What is the return on ₹15,000 SIP for 5 years?

At 12% annual returns, a ₹15,000/month SIP for 5 years gives a maturity corpus of ₹12,37,295. Your total investment is ₹9,00,000 and the wealth gain is ₹3,37,295.

How much will ₹15,000/month SIP give after 5 years at different rates?

At 8%: ₹11,09,501. At 10%: ₹11,71,236. At 12%: ₹12,37,295. At 15%: ₹13,45,225. Returns are not guaranteed — equity mutual funds can deliver higher or lower depending on market conditions.

Is a ₹15,000/month SIP tax-free?

SIP returns are subject to capital gains tax. For equity mutual funds held for more than 1 year, gains above ₹1 lakh/year are taxed at 12.5% (LTCG). ELSS SIPs have a 3-year lock-in but qualify for Section 80C deduction up to ₹1.5 lakh/year.

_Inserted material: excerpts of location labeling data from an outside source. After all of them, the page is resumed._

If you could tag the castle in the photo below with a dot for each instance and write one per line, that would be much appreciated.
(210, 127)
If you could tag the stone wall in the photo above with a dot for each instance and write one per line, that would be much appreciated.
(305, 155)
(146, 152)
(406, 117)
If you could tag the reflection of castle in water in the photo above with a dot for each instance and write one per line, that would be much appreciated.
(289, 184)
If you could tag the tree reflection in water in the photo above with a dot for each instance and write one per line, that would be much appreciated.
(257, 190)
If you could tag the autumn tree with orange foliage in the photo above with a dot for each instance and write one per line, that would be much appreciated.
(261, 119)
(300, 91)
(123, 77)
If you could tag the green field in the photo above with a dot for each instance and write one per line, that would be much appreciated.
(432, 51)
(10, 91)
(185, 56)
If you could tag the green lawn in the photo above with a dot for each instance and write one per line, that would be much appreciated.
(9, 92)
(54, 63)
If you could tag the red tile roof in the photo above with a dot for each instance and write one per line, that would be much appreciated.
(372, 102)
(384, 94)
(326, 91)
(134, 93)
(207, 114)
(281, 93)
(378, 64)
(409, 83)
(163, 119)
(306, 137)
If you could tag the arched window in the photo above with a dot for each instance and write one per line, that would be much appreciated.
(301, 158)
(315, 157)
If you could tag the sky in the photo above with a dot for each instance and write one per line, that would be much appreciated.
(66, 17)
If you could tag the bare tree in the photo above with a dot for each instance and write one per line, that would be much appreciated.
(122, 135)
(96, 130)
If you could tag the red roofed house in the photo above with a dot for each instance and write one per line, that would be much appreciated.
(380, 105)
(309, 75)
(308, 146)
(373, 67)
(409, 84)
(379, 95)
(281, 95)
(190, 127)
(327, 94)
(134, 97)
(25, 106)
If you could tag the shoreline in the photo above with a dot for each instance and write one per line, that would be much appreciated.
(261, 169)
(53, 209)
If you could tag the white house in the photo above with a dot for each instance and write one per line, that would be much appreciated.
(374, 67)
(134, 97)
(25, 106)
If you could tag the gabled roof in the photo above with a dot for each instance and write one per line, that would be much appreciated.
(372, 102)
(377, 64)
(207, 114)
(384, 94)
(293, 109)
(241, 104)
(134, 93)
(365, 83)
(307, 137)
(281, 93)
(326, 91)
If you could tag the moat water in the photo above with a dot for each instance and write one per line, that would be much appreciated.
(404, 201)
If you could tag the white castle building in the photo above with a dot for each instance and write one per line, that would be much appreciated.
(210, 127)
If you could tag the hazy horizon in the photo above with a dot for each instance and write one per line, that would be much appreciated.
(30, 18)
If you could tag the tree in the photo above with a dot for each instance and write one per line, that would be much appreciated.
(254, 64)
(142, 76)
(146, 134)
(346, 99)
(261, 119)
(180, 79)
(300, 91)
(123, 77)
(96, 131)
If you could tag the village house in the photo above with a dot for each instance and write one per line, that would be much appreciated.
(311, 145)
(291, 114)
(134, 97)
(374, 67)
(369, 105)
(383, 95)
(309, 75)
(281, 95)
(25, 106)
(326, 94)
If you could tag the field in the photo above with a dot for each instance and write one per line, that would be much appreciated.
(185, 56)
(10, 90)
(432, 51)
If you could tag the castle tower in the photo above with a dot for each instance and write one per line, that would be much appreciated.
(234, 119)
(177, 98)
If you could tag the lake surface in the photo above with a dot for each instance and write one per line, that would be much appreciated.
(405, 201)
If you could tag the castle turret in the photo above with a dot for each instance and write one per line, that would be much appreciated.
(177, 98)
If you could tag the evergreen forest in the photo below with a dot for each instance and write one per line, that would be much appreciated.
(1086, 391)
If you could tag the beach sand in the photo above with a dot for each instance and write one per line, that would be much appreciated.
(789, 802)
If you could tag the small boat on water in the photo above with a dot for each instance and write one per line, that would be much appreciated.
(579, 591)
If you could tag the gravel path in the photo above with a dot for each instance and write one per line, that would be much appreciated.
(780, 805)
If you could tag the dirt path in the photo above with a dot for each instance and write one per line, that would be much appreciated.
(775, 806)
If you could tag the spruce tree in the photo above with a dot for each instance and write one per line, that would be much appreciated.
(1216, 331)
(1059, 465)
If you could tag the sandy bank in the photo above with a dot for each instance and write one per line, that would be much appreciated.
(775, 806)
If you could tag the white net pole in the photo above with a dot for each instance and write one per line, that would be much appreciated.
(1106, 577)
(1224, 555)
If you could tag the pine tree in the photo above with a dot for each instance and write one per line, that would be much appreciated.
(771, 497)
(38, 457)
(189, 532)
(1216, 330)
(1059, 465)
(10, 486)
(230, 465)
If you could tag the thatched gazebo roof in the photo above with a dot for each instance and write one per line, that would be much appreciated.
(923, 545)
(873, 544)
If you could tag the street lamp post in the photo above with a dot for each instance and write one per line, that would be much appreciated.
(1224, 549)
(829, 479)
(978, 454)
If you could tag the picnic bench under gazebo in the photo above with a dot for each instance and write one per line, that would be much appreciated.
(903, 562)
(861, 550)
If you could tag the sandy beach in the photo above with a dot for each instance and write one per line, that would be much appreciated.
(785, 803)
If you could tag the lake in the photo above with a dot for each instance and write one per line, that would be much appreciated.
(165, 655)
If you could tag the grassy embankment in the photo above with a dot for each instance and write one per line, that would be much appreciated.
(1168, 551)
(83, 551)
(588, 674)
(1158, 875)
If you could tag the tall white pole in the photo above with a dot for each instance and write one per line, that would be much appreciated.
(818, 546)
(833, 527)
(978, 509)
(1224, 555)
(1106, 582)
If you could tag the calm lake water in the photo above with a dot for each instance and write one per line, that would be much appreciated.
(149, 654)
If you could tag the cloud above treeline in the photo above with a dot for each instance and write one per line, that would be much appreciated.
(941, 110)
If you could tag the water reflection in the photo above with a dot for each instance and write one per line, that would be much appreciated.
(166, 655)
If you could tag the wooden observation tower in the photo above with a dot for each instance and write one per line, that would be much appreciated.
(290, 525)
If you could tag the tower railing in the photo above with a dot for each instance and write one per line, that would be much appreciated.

Should I continue SIP even when markets are down?

Yes — this is the entire benefit of SIP. When markets fall, your ₹15,000 buys more units at lower prices (rupee cost averaging). Stopping a SIP during a downturn defeats the purpose and locks in temporary losses.

What is the best fund for a ₹15,000/month SIP for 5 years?

For a 5-year horizon, balanced advantage funds or hybrid funds are recommended over pure equity to manage downside risk. Pure equity funds need at least 7-10 years to smooth out volatility.